More and more, programmers need to be comfortable stuffed between these layers. Here's the
hard truth: YOU NO LONGER HAVE TOTAL CONTROL OF THE MACHINE. Once upon a time, in
the dim and distant past, programmers had absolute power over every aspect of the computer.
There wasn't even any such thing as a user! A programmer was God in a monotheistic universe.
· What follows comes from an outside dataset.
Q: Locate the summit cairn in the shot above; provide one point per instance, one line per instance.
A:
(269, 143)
Now there are all sorts of software smoke screens between your code and the machine itself. You
are no longer God; at best, you are a minor demigod in charge of shoes, or something. A long
time ago I read a discussion of Macintosh programming, and one person compared it to sitting in
a dark closet by yourself, and occasionally answering a note that is passed under the door from
the outside. I think that's exaggerating a little, but the point is valid. You no longer need to know
everything that's going on in the house; you can just be responsible for your own room. At least,
that's the idea . . .
One persistent problem is that you have to depend on the reliability of the other code. When my
icon editor was almost done, I found a memory leak. Two tiny handles were left on the heap after
closing the editor. It took me almost a week (and some expert help) to track it down to a bug in the
MCL object system. Obviously, this diluted the benefits gained by using the system.
Overall, though, I really do think that this division
of labor, this layering, is a good thing. It lets people find the niche they like best, and ignore much
of the rest if they want to. Often it is an incredible time-saver to learn to use others' code rather than
learning to do what they did from scratch. Ideally, the layers will insulate you completely from
irrelevant detail, and allow you to focus on your task. We're not there yet, but someday, maybe,
you can actually stop inventing the wheel.